Aug
23
Cross-compiling a Qt win32 app on Linux
Filed Under (Coding, Compilers, Linux, Open source) by 2of1 on 23-08-2010
I’ve been looking for a way to compile an app developed with Qt Creator on Linux for Windows.
I came across this but I needed to tweak it before it worked so I decided to blog my own mini-guide (tested working with with Qt 4.6.3).
This assumes that you already have the Qt SDK (for Linux) installed.
- The first thing to do is download and install the MinGW cross compiler
- Then download the Windows version of the Qt SDK. As it’s distributed as a Win package, you’ll need to either install it on windows and copy the necessary files across to your linux distro (what I did) or install it through Wine (not sure if this even works).

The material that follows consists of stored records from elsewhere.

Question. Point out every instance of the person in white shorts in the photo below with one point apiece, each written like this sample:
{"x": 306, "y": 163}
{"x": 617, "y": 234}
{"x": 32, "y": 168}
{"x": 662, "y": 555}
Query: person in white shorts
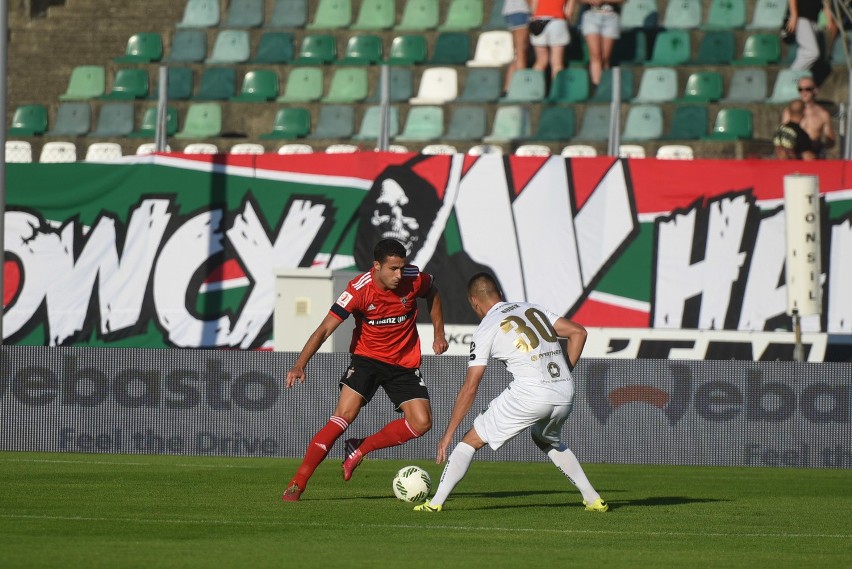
{"x": 526, "y": 338}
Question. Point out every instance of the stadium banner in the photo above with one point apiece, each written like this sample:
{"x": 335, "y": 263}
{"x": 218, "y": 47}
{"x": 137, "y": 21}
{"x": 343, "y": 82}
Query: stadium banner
{"x": 234, "y": 403}
{"x": 181, "y": 251}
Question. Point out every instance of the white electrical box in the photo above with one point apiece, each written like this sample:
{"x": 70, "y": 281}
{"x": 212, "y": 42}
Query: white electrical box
{"x": 302, "y": 299}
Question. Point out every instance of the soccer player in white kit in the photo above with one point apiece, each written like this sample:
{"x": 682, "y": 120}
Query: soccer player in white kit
{"x": 525, "y": 337}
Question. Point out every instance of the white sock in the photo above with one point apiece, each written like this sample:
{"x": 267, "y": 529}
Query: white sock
{"x": 455, "y": 469}
{"x": 565, "y": 460}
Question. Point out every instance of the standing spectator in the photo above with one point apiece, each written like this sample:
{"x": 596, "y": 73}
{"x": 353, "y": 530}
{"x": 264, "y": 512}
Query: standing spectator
{"x": 516, "y": 13}
{"x": 601, "y": 25}
{"x": 550, "y": 35}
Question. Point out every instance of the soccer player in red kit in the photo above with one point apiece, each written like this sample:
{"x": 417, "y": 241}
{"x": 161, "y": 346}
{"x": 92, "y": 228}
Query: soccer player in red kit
{"x": 385, "y": 353}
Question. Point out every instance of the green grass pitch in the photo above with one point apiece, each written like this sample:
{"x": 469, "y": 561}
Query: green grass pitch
{"x": 119, "y": 511}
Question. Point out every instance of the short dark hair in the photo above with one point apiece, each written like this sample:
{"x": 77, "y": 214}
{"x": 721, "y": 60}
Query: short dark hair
{"x": 388, "y": 248}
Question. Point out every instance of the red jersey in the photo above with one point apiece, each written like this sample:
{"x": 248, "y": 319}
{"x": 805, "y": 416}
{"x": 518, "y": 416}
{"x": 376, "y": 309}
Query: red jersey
{"x": 385, "y": 320}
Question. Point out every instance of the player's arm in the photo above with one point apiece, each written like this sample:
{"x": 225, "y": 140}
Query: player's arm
{"x": 320, "y": 335}
{"x": 576, "y": 335}
{"x": 464, "y": 400}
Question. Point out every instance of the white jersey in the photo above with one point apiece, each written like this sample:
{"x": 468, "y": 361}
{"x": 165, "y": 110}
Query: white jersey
{"x": 521, "y": 335}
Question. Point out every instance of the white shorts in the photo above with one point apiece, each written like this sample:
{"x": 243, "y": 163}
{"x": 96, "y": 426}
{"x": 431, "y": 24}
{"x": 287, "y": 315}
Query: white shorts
{"x": 507, "y": 416}
{"x": 555, "y": 33}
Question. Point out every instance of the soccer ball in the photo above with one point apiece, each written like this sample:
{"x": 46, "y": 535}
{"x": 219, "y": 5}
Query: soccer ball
{"x": 411, "y": 484}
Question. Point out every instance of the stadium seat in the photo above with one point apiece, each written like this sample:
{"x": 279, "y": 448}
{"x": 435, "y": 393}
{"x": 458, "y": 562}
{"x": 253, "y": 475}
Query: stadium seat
{"x": 28, "y": 120}
{"x": 463, "y": 15}
{"x": 555, "y": 123}
{"x": 103, "y": 152}
{"x": 511, "y": 122}
{"x": 331, "y": 15}
{"x": 657, "y": 85}
{"x": 290, "y": 123}
{"x": 348, "y": 85}
{"x": 86, "y": 82}
{"x": 419, "y": 16}
{"x": 423, "y": 123}
{"x": 571, "y": 85}
{"x": 288, "y": 14}
{"x": 643, "y": 122}
{"x": 703, "y": 87}
{"x": 335, "y": 122}
{"x": 451, "y": 48}
{"x": 203, "y": 120}
{"x": 438, "y": 85}
{"x": 188, "y": 46}
{"x": 493, "y": 49}
{"x": 371, "y": 123}
{"x": 144, "y": 47}
{"x": 407, "y": 50}
{"x": 18, "y": 152}
{"x": 526, "y": 86}
{"x": 128, "y": 84}
{"x": 217, "y": 84}
{"x": 364, "y": 49}
{"x": 58, "y": 151}
{"x": 689, "y": 122}
{"x": 244, "y": 14}
{"x": 317, "y": 49}
{"x": 148, "y": 127}
{"x": 304, "y": 84}
{"x": 114, "y": 119}
{"x": 259, "y": 85}
{"x": 466, "y": 122}
{"x": 200, "y": 14}
{"x": 482, "y": 85}
{"x": 72, "y": 119}
{"x": 731, "y": 124}
{"x": 231, "y": 46}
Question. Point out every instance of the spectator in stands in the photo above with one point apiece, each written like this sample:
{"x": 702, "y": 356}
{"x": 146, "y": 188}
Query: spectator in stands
{"x": 791, "y": 141}
{"x": 601, "y": 25}
{"x": 816, "y": 120}
{"x": 549, "y": 33}
{"x": 516, "y": 13}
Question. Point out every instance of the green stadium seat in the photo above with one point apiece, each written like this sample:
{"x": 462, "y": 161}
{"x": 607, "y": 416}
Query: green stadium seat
{"x": 348, "y": 85}
{"x": 643, "y": 122}
{"x": 290, "y": 123}
{"x": 555, "y": 123}
{"x": 287, "y": 14}
{"x": 86, "y": 82}
{"x": 467, "y": 122}
{"x": 336, "y": 122}
{"x": 332, "y": 15}
{"x": 203, "y": 120}
{"x": 72, "y": 119}
{"x": 28, "y": 120}
{"x": 423, "y": 123}
{"x": 142, "y": 48}
{"x": 317, "y": 49}
{"x": 304, "y": 84}
{"x": 129, "y": 84}
{"x": 244, "y": 14}
{"x": 689, "y": 122}
{"x": 188, "y": 46}
{"x": 148, "y": 127}
{"x": 114, "y": 119}
{"x": 259, "y": 86}
{"x": 463, "y": 15}
{"x": 274, "y": 48}
{"x": 419, "y": 16}
{"x": 200, "y": 14}
{"x": 375, "y": 15}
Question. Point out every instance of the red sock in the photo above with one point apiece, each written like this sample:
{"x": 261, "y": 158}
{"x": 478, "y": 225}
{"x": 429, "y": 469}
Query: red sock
{"x": 391, "y": 435}
{"x": 318, "y": 449}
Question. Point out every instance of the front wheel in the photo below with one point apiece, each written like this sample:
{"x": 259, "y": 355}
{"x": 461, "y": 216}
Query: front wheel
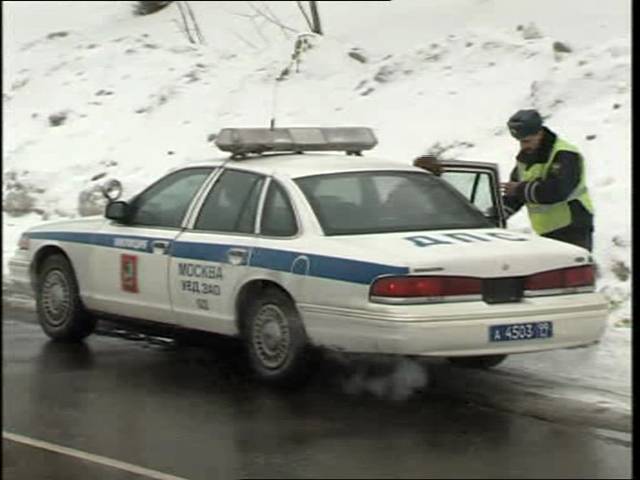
{"x": 278, "y": 347}
{"x": 480, "y": 361}
{"x": 60, "y": 310}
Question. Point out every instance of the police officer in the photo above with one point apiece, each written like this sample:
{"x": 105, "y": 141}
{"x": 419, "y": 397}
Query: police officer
{"x": 549, "y": 178}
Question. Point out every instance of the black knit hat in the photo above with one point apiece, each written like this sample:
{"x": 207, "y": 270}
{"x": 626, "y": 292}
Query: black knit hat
{"x": 524, "y": 123}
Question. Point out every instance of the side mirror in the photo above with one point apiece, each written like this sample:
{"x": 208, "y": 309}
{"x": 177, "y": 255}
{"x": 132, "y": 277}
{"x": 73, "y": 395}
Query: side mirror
{"x": 118, "y": 211}
{"x": 112, "y": 190}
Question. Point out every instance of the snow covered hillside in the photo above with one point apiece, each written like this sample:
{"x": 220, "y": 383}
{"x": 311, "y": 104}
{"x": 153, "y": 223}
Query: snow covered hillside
{"x": 92, "y": 92}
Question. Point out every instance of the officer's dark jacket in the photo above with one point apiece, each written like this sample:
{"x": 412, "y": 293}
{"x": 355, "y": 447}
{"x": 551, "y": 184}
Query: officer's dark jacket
{"x": 562, "y": 179}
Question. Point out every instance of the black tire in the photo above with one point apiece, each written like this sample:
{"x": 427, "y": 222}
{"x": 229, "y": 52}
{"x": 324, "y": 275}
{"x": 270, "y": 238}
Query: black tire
{"x": 284, "y": 361}
{"x": 60, "y": 310}
{"x": 481, "y": 361}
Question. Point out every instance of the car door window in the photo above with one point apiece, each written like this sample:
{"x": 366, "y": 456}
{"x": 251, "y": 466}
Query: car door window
{"x": 278, "y": 219}
{"x": 165, "y": 203}
{"x": 475, "y": 186}
{"x": 232, "y": 203}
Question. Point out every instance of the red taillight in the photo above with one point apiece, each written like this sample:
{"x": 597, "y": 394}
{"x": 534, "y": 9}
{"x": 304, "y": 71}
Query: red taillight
{"x": 563, "y": 278}
{"x": 425, "y": 286}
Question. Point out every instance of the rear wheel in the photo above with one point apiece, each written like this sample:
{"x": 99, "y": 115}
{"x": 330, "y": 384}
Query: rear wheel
{"x": 479, "y": 361}
{"x": 278, "y": 347}
{"x": 60, "y": 311}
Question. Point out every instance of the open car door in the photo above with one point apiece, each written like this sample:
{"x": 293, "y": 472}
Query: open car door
{"x": 480, "y": 183}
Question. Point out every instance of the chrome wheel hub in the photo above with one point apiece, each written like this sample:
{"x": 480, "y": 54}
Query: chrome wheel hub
{"x": 56, "y": 298}
{"x": 271, "y": 337}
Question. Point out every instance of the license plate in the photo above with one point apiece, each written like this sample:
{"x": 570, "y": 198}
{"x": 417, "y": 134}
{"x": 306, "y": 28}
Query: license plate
{"x": 520, "y": 331}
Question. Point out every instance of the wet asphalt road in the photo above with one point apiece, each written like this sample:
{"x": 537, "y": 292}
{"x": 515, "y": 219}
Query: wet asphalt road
{"x": 194, "y": 412}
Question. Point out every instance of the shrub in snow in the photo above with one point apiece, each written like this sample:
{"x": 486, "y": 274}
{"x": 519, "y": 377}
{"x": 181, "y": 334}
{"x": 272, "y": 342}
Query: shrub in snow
{"x": 56, "y": 119}
{"x": 53, "y": 35}
{"x": 561, "y": 47}
{"x": 531, "y": 32}
{"x": 384, "y": 74}
{"x": 18, "y": 202}
{"x": 148, "y": 7}
{"x": 91, "y": 201}
{"x": 358, "y": 55}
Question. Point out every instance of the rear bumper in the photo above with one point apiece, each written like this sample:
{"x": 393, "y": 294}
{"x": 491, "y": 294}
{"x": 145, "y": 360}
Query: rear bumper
{"x": 457, "y": 329}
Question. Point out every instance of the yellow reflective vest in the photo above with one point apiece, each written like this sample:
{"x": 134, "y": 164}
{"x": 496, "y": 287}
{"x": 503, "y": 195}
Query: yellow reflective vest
{"x": 547, "y": 217}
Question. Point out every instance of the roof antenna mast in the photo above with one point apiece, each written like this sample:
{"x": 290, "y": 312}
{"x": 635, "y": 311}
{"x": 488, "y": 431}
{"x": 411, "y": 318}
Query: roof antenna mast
{"x": 274, "y": 96}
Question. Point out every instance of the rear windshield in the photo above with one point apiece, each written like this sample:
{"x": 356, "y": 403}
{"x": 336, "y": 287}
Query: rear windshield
{"x": 376, "y": 202}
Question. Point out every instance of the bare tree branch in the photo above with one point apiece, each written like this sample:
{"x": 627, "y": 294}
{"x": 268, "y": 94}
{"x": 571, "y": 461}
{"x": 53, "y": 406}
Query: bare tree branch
{"x": 304, "y": 14}
{"x": 195, "y": 23}
{"x": 185, "y": 22}
{"x": 270, "y": 17}
{"x": 317, "y": 28}
{"x": 240, "y": 37}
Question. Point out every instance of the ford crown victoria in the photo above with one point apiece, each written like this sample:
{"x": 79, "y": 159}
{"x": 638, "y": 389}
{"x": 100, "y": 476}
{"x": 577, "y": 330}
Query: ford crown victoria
{"x": 293, "y": 250}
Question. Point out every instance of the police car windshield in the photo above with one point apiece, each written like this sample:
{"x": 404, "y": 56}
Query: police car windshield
{"x": 387, "y": 201}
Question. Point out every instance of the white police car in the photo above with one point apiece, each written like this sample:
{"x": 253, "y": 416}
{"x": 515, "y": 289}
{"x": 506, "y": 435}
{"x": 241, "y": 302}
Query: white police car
{"x": 296, "y": 250}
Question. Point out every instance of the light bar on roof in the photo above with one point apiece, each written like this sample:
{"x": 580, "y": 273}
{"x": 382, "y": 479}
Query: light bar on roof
{"x": 241, "y": 141}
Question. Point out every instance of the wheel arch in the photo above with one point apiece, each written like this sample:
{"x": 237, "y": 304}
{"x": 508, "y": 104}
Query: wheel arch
{"x": 40, "y": 256}
{"x": 252, "y": 289}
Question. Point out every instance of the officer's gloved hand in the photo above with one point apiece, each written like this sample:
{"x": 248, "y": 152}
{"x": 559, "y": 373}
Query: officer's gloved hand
{"x": 492, "y": 214}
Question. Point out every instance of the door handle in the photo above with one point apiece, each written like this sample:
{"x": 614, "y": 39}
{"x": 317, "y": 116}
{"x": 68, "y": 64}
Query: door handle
{"x": 237, "y": 256}
{"x": 160, "y": 246}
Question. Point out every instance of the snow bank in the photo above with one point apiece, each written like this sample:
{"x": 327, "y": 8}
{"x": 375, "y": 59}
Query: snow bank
{"x": 90, "y": 90}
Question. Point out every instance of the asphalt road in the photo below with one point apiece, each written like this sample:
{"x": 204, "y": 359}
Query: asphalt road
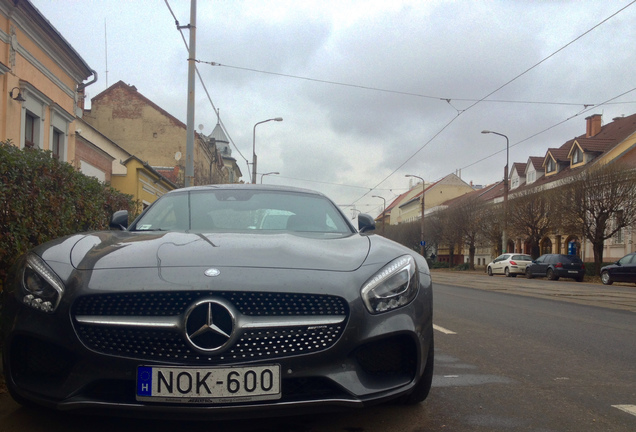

You can cross-compile it as well if you’re being adventurous
- Place the Qt Win SDK libraries in /usr/lib32/qt4win32 and headers in /usr/include/qt4win32
- Copy /usr/share/qt4/mkspecs/win32-g++/ to /usr/share/qt4/win32-x-g++/
- In the above directory, replace qmake.conf with the one found here
- Make sure that the paths in qmake.conf match those of your system (see NOTE below); specifically QMAKE_CXX, QMAKE_LINK, QMAKE_INCDIR, QMAKE_INCDIR_QT, QMAKE_LIBDIR_QT
- Run qmake adding –spec win32-x-g++ command line arg. This should cross-compile your app.
NOTE: As my linux box is a x86_64, my /usr/lib is /usr/lib32. Please adjust this accordingly for your setup.




This works great on Kubuntu 10.10 with Qt4.7.0 and mingw installed from the repos. Only thing I would add is that it is essential that the win32 and linux Qt’s match exactly.
Here (http://blog.kermat.net/blog5.php/cross-compilation-with-qt) you can find a complete tutorial to set up a cross-compilation environment with Qt. There is also a downloadable script that automates the installation. Tested with Qt 4.7.2.